ファウンテインズ・オブ・ウェインのアダム・シュレシンガーが亡くなったことを今日知りました。
思った以上にショックです。志村けんが死んだのよりもぼくには痛い。
好きなミュージシャンが死んだことそれ自体もショックだし、原因が新型コロナウィルスだったってのも重ねてショックだ。
有名人の罹患のニュースはちょいちょい入ってきますが、アダムよりずっと高齢のトムハンクスだって回復したみたいだし、そうそう死までは至らない感染症なんだなって、舐めてたんだと思います。ニュースを目にして、なんだが急に他人事でなくなったかのような、切迫した怖さを感じました。分かってたことですが、新型コロナで人は死ぬのだ。それも誰かにとって大切な誰かが死ぬのだ。という認識が身に染みてきました。痛い。52歳。うそでしょ? たのむエイプリルフールのネタであってくれ。悪趣味だが、事実であるよりはよほどいい。そんな風に思って他のニュースもチェックしましたが、どうやら本当でした。勘弁してくれよ。洒落になんねえよ。ひどい。受け入れがたい。
ファウンテインズがどうやらもう終わってしまったことは、そろそろ納得しつつあったつもりでしたが、これは受け入れがたい。クリスのソロが4年前で、アダムがモンキーズに新曲を提供したのが3年前か。得意のフェイク60’sな楽曲で、アダムも相変わらずやってるなーとか思ってたのだけど。その次の知らせが、唐突な訃報であるなんて・・・もっとずっと歳をとってから、おじいちゃんになった二人のリユニオン、そんな未来図まで想定していたというのに、もうそれもありえないのだ。

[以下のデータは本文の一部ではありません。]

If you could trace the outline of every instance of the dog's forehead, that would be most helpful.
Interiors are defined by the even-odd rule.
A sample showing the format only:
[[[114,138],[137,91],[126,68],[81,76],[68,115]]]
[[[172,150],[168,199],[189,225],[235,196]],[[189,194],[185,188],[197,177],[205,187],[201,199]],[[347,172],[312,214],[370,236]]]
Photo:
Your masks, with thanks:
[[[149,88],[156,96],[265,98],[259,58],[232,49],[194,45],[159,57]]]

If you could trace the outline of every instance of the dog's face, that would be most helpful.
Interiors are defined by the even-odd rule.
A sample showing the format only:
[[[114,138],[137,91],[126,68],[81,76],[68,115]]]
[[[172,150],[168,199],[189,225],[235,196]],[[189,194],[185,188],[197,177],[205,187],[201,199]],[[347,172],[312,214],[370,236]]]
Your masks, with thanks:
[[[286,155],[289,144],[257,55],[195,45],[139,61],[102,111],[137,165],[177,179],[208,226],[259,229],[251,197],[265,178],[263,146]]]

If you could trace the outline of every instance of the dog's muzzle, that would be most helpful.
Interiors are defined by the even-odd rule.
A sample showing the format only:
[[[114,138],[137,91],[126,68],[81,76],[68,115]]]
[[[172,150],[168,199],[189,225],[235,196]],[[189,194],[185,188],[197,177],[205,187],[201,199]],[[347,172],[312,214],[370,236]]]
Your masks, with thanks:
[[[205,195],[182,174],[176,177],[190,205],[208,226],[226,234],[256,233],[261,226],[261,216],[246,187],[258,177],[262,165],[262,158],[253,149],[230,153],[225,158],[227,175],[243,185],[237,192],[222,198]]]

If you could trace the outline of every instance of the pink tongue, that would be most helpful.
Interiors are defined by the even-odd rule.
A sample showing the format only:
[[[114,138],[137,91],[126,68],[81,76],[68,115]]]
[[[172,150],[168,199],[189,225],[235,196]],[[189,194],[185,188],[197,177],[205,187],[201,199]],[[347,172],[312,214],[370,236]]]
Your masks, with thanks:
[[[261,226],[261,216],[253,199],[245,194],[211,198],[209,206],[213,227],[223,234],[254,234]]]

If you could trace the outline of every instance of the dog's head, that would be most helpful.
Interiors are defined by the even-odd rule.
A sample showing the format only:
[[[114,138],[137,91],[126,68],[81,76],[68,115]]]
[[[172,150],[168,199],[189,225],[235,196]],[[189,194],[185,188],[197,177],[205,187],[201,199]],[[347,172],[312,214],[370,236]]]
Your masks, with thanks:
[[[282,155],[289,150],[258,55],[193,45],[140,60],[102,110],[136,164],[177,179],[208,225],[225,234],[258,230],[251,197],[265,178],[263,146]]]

思えば、ぼくにはファウンテインズよりも前に『すべてをあなたに』のアダムだったわけで、あの映画が、あの楽曲が、60年代に憧れる90年代キッズだったぼくをどんなにか喜ばせてくれたことか。ファウンテインズではぼくはどちらかといえばクリスびいきではあったが、アダムもいくつもいくつも素晴らしい曲を書いていた。メロディメイカーとしての技量は拮抗していたが、バンドをスターダムに引き上げたキャッチーネスはアダムのセンスのたまものだった。「すべてをあなたに」のほかにも「ラブソングができるまで」の主題歌もアダムの作だ。どうしてそんなにぽんぽんイメージどおりの、キャッチーな曲を書けるのかと。
stacy's momがまあ一番有名だが、好きなアダム曲なら、やはりgirl i can't forget、 baby i've changed、utopia parkwayに、それからもちろん







ただの1ファンのぼくでさえ、こんなに動転しているのだから、クリスの痛みは想像もできない。人一倍繊細な人だから心配だ。直近はどうだったのだろう。バンドはブレイクアップしちゃったけど、会ってたりはしたのだろうか。アダムとの、良い思い出がきっといくつもあるはずだ。それを慈しんで欲しい。

ぼくには何も出来ない。世界を憎もうとまでは思わないが、ここはそういう世界だとすんなり受け入れたくもない。ぼんやりした無力感の中で、ただ彼の作った曲を思い出し、彼の死を悼むだけだ。